Sagittaria sagittifolia L.
arrowhead, giant arrowhead
Fruiting heads with multiple achenes. Achenes winged, obovate to orbicular, beaked, 2.5–5.3 mm long, 1.5–3.5 mm wide, 0.1–0.5 mm thick. Dorsal wing twice as wide as ventral wing, beak apical, erect, 0.3–0.8 mm long. Surface light to dark brown or reddish-brown, rough, sticky, 0–3 resin ducts on each face. Embryo curved-linear, its form visible on surface under testa; endosperm absent.
Helpful distinguishing characters among Sagittaria are relative widths of the wings, presence or absence of wing on faces, and position of beak.
Sagittaria montevidensis Cham. & Schltdl. (non-FNW)

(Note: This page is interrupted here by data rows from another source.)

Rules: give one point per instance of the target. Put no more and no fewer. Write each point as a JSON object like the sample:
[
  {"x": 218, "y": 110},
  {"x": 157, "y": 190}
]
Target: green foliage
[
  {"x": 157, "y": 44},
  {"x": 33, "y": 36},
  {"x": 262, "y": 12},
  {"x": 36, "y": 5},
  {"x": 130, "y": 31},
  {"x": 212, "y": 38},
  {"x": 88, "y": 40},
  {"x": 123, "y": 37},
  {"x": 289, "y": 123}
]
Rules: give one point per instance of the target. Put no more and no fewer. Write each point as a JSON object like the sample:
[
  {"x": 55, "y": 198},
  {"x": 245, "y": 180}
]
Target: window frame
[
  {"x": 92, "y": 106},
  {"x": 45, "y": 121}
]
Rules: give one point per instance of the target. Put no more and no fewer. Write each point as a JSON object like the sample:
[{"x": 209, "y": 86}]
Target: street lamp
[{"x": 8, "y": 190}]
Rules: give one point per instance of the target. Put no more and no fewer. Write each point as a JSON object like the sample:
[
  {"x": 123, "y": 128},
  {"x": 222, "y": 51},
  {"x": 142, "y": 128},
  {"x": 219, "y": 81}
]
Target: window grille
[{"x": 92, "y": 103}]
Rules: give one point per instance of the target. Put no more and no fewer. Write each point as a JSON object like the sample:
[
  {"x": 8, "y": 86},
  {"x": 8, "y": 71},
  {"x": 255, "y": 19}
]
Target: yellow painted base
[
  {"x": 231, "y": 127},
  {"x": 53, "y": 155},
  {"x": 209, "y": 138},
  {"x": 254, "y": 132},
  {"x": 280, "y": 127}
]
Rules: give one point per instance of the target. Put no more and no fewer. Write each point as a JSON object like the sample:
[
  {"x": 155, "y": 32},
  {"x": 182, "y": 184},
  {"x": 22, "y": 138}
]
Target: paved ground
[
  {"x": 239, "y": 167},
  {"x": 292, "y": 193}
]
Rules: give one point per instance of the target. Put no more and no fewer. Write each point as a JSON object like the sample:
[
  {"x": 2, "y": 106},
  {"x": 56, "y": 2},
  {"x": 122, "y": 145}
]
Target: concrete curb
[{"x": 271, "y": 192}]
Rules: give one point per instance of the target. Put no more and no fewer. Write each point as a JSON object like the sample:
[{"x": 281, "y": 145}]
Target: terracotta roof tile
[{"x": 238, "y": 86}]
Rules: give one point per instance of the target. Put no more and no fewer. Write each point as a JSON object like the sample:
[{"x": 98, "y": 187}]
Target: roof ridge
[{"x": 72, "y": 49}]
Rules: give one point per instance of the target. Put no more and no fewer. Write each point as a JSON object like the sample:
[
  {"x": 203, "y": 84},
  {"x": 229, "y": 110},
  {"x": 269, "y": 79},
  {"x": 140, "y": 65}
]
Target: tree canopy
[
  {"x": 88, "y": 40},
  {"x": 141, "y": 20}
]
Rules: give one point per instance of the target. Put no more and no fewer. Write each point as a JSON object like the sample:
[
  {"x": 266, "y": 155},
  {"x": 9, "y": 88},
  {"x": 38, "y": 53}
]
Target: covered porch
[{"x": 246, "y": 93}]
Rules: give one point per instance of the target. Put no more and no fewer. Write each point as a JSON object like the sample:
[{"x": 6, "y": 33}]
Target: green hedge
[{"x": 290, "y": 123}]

widespread in Europe, temperate, southern and Southeast Asia, Australia, Pacific islands; in the Western hemisphere: Argentina, Cuba, Mexico, Hawaii
native in much of Europe, Armenia, Azerbaijan, China, and Russia
subarctic to tropical, in quiet, shallow, standing waters, including swamps, reservoirs, rice paddies, river banks, bays
Sagittaria sagittifolia is a perennial, stoloniferous, aquatic or wetland deep-rooted herb, 30–100 cm tall. It is a weed in irrigation systems and drains and in crops such as rice in 50 countries. The plant is highly adaptable in morphology and physiology to changes in the environment. Reproduction is by achenes and vegetatively by whole, immature plants and underground tubers. Seeds float easily and can be carried long distances. In Asia and Hawaii, the tubers are cultivated and eaten for their high starch and protein content.